La question du temps réel a eu l'intérêt de définir une bonne part du champ de réflexion et d'investigation du laboratoire.
La notion de temps réel, expression galvaudée et bonne à tout faire du verbiage grand public autour des technologies numériques, rapidement étendue à un usage général, est couramment assimilée à une simultanéité produite par l’accélération des machines informationnelles. Nous refusons cette réduction caricaturale. Au delà de l'extension très large que l'expression a acquise dans le langage courant, nous voulons en travailler la compréhension et la façon dont cette compréhension fait retour sur ses usages sociaux.
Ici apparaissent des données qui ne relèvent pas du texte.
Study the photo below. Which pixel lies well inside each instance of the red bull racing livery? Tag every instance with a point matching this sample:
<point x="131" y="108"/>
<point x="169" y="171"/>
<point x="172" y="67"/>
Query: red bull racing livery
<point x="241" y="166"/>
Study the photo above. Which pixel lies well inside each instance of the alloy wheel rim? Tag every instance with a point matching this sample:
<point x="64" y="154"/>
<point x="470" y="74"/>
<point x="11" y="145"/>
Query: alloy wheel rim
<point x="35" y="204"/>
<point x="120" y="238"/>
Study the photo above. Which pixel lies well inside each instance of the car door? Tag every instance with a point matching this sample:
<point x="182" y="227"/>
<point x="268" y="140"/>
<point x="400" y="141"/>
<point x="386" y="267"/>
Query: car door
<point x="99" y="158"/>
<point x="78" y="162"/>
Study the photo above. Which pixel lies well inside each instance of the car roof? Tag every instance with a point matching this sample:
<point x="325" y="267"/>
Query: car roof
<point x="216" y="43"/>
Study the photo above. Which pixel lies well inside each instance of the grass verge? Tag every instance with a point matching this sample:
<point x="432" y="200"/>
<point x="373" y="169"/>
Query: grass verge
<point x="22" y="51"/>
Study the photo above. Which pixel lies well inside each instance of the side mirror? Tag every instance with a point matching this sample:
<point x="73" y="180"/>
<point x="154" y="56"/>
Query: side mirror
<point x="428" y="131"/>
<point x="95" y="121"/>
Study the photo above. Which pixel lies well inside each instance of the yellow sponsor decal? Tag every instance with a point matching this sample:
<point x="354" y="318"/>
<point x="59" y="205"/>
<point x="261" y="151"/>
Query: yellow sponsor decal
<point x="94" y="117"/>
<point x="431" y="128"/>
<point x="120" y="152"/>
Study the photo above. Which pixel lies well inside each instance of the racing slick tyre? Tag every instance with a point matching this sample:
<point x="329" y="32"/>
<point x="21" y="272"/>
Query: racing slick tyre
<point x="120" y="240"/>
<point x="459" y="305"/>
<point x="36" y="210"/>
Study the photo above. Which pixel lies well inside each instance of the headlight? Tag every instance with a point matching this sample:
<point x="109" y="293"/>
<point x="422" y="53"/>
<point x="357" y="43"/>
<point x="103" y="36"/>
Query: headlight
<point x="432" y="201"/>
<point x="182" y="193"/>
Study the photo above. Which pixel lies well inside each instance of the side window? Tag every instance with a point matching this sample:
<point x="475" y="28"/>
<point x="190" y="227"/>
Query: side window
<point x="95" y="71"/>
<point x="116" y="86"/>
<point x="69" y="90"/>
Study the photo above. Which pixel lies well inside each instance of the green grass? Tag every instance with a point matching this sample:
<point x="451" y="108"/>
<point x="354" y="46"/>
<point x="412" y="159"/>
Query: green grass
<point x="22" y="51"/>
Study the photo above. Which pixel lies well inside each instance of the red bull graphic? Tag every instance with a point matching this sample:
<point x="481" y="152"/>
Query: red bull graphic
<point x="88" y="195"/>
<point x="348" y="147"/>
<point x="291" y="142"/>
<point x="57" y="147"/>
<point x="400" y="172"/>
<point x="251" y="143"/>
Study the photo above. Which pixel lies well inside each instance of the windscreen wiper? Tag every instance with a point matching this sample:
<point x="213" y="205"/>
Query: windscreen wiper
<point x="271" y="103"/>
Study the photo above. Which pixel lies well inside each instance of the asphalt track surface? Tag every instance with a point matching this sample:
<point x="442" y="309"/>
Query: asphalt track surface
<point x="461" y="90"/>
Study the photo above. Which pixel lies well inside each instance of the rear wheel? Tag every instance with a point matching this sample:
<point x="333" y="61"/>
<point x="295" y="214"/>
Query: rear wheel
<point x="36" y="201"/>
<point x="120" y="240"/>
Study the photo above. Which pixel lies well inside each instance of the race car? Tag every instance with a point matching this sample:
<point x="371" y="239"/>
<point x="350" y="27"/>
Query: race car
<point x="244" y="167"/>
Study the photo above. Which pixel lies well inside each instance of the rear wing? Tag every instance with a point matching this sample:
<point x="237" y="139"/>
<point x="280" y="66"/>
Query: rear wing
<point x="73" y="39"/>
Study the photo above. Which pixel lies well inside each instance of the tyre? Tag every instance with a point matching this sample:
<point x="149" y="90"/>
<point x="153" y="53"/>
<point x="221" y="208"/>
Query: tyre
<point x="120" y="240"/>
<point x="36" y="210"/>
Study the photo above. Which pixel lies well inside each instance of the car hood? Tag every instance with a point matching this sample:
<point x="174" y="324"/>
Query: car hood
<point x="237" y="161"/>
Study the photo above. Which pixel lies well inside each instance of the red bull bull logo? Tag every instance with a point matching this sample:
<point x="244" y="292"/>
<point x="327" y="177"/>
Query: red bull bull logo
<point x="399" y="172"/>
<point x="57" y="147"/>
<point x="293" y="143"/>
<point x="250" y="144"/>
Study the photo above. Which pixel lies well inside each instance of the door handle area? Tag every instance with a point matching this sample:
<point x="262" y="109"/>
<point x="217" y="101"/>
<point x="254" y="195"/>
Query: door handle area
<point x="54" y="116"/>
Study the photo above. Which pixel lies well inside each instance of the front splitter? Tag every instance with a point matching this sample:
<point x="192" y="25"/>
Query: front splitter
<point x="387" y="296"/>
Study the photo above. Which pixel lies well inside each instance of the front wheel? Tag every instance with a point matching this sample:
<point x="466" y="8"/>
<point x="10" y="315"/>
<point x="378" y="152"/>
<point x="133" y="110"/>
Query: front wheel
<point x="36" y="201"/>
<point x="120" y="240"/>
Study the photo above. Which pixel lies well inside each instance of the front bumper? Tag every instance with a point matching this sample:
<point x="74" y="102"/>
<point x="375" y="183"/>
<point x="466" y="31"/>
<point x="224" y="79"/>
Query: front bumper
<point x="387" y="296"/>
Nous partons du principe qu’il s’agit d’un concept théoriquement fondé, qui vise les formes de temporalités induites par les logiques algorithmiques des boucles rétroactives et des systèmes de régulation et d’autorégulation. Le temps réel ne renvoie donc pas à l’indifférenciation de l’échange simultané, mais à une diversité de rythmes et de transformations toujours différents. Il ouvre sur des temporalités multiples. Il ne se réduit pas à l’accomplissement d’une course aveugle vers la vitesse qui conduirait à l’abolition de la durée vivante au profit du paradoxe d’une immédiateté continue. Et parce que le temps réel ne saurait se réduire à une conséquence du processus technologique d'accélération du traitement de l'information et des modes de communication, nous entendons manifester l’élégant (si ce n’est l’intenable) suspens de la lenteur en temps réel.
Il s’agit alors d’explorer la complexité et la richesse des temporalités spécifiques à des dispositifs ou des systèmes particuliers, la façon dont des réalités autonomes développent en leur sein et dans les échanges qu’elles entretiennent avec leur environnement, des processus de compensation, d'adaptabilité, de transformation dans la recherche de situations d’équilibre toujours susceptibles d’être modifiées. Une telle démarche conduit à mettre en valeur un enjeu théorique qui, au delà de ses implications philosophiques générales, nous semble avoir des conséquences sur le terrain artistique. La formulation de cet enjeu recoupe des débats depuis longtemps engagés, directement ou indirectement, à propos du concept de régulation, et elle touche à des questions comme celles du vivant, de l'autonomie et des formes d'organisation, si ce n'est de la nature du sujet. C'est un enjeu évidemment massif, mais cette massivité peut aussi être abordée sans prétention, avec une certaine légèreté, et disons-le, avec humour. Il a l'avantage de faire écho à l'expérience concrète que l'on peut avoir des dispositifs artistiques qui utilisent des systèmes ayant une part d'autonomie et des situations d'interactions temporelles ouvertes. Il est possible d'en exposer un aspect sous la forme suivante : soit les processus en temps réel se ramènent à un jeu de compensation qui vise à maintenir ou à rétablir des équilibres antérieurs, et nous restons dans les limites des conceptions traditionnelles du mécanisme, soit ils intéressent aussi des phénomènes d'émergence et de génération de propriétés et de formes nouvelles. Dans ce dernier cas, dont nous faisons l'hypothèse, le temps réel, loin de se limiter à l'exécution de programmes prédictifs fermés sur la détermination de leurs données, vise au contraire l’ouverture, le tâtonnement, le surgissement du nouveau. Et c’est bien en ce sens que la notion actuelle de temps réel rencontre l’expression telle que Bergson l’utilise.
Le projet (actuellement inachevé) intitulé "Prédiction, Variation, Imprévu", est une tentative d'interrogation de la configuration conceptuelle, logique et organisationnelle dans laquelle prend sens le temps réel. Il s’effectue par l’addition de textes théoriques courts empruntant largement une perspective historique. C’est aussi une réflexion sur ce qui s’engage comme expérience artistique pour un sujet qui est partie prenante d’un dispositif en temps réel. Sous cet angle on peut considérer que cette réflexion hérite bien des deux dimensions de la critique philosophique du déterminisme : l’interrogation de la clôture d’une conception du monde héritée de la notion newtonienne du déterminisme ; l’interrogation de la place de la liberté dans un monde entièrement déterminé. Simplement, elle ne reprend pas cette vieille question de façon surplombante, à partir de l’idée principielle de la liberté, mais dans ce qui constitue une expérience artistique comme exercice en situation. Parler de causalité, c’est désigner l’espace théorique dans lequel la question du temps réel s’enracine comme concept. Mais ce n’est qu’un aspect d’une réalité plus vaste. On ne pourra venir à bout de la question théorique du temps réel en la réduisant à un objet purement mental ou à une figure logique. Elle engage aussi une expérience, des perceptions, des situations. Le temps réel désigne ainsi à la fois une réalité empirique, qui touche aux modalités de notre rapport contemporain au monde, une forme logique et une question philosophique.